How Uber Killed Taxi TV
New York City taxis are finally getting rid of those insufferable televisions—and we have Uber to thank.
They’re too loud, they play Taylor Swift’s “Welcome to New York” on loop, and their mute buttons are maddeningly unresponsive. And now, finally, New York City’s Taxi TVs might be going dark.
Just seven years after installing television monitors in the back of all city taxi cabs, New York City’s Taxi and Limousine Commission is proposing a way to silence the widely hated machines. In a pilot program voted into action earlier this month, the commission is investigating a way to replace the monitors with newer, less obnoxious technology.
Frequent commuters are thrilled with the news. But the program also hints at the taxi industry’s pressure to conform to competition from ride-hail apps like Uber.
“The TLC regularly receives complaints from passengers and drivers about the Taxi TV, the responsiveness of its screen, the noise it generates, and the repetitive media content it plays,” the Taxi and Limousine Commission’s proposal reads. “Both drivers and passengers routinely report to the TLC that they find the default settings and volume on the Taxi TV distracting and that the ‘mute’ and ‘off’ buttons on the Taxi TV often do not work.”
“Off off off off off can’t stand it,” New York resident Helen Holmes told The Daily Beast of her Taxi TV preferences.
Taxi-goer Kate Fustich also keeps the monitor on mute. “I turn it off instantly as a power move to give me New Yorker cred,” she said.
Holmes and Fustich are hardly alone. According to a 2011 survey by the TLC, 31 percent of passengers rated “annoying” Taxi TVs as the worst part of the ride, a complaint beat only by “cabs are too expensive,” which garnered 36.8 percent of the vote.
The TLC’s proposal also references the growing competition from for-hire vehicle companies like Uber and Lyft, the former of which now has more cars on New York City streets than the TLC has yellow taxis.
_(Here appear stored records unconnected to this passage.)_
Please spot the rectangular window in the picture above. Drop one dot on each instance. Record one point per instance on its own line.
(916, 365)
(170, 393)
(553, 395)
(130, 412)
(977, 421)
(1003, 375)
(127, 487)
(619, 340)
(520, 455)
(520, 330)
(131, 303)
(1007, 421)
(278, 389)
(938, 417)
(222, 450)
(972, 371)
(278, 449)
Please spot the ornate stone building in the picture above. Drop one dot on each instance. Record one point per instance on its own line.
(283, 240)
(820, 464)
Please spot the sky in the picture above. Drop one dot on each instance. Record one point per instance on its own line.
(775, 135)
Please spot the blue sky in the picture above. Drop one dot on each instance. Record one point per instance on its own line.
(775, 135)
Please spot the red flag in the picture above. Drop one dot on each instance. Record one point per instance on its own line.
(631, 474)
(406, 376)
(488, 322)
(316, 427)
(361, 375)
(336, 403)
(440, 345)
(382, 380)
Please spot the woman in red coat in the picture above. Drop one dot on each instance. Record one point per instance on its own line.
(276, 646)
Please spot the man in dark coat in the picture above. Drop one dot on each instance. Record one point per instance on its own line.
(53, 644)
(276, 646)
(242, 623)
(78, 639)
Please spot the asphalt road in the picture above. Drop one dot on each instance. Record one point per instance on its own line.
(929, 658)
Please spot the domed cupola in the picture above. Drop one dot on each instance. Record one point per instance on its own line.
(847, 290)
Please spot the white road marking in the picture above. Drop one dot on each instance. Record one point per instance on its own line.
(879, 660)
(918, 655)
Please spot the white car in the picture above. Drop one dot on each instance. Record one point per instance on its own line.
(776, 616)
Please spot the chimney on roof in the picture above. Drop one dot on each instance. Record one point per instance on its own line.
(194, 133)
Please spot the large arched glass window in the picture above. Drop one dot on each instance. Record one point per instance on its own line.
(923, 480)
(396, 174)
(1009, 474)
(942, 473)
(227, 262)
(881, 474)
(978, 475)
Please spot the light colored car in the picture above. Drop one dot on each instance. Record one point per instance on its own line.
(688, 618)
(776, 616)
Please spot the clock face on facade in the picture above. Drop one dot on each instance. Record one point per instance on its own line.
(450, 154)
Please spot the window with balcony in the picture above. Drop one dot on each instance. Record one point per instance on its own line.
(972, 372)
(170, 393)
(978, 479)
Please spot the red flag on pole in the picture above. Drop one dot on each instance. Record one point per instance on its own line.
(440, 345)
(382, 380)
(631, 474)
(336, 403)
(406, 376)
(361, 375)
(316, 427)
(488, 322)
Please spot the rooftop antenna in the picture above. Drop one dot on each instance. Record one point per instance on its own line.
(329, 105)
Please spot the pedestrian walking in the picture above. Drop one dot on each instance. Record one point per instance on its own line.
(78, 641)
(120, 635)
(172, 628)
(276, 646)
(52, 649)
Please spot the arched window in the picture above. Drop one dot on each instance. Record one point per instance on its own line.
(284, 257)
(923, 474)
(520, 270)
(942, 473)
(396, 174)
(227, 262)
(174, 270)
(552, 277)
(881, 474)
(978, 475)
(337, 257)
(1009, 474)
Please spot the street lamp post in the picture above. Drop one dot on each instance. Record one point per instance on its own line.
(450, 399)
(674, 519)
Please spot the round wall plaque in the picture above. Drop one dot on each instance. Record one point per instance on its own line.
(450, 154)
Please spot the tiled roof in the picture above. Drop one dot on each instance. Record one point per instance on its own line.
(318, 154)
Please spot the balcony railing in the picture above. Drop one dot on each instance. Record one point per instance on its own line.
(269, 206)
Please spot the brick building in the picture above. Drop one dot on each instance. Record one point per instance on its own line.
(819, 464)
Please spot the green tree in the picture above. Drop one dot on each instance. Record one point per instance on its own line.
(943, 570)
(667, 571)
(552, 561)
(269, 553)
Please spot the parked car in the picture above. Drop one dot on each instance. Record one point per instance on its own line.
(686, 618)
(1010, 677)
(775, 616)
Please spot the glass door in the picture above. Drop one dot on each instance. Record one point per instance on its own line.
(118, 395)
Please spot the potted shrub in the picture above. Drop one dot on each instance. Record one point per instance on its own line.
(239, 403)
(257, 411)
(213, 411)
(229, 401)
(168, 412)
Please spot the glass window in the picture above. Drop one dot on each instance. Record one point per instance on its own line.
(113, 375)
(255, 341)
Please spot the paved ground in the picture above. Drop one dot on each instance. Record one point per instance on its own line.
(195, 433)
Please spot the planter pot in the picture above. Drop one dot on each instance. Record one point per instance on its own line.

“Passengers are increasingly choosing for-hire transportation options that do not have Taxi TVs in the back seat, such as black cars or liveries,” the TLC writes.
The pilot program affects fewer than a quarter of the TLC’s approximately 13,500 taxis, and allows drivers to test new payment ride-tracking methods on smartphones and tablets, a system similar to Uber’s app-based methods.
Another TLC proposal approved Thursday addresses weakness in the taxi industry’s battle with ride-hail apps. The TLC passed a new leasing agreement between cab drivers and owners, increasing flexibility in drivers’ hours. Previously, New York City taxicabs were leased on 12-hour shifts, a constraint Uber drivers do not share. This flexible scheduling is a powerful recruiting tool for Uber, which has grown steadily in ranks while boasting that its drivers make their own hours. The TLC, meanwhile, is experiencing a driver shortage.
The TLC’s most obvious move toward an Uber model, however, is its adaptation of a smartphone app. Arro, the TLC’s Uber-style app, allows riders to hail a yellow cab using a real-time map of available cars in the city. Unlike Uber, Arro doesn’t charge users a surge price during busy hours.
It’s not a perfect system. Arro is only available in cabs with media terminals from Creative Mobile Technologies. The app might be made available in all cabs if the TLC also partners with Verifone, the other major company that provides taxi technology.
But New York’s Taxi TVs are manufactured exclusively by Creative Mobile Technologies and Verifone. And in its proposed pilot program to eliminate Taxi TVs, the TLC will begin removing these companies’ products from their cars.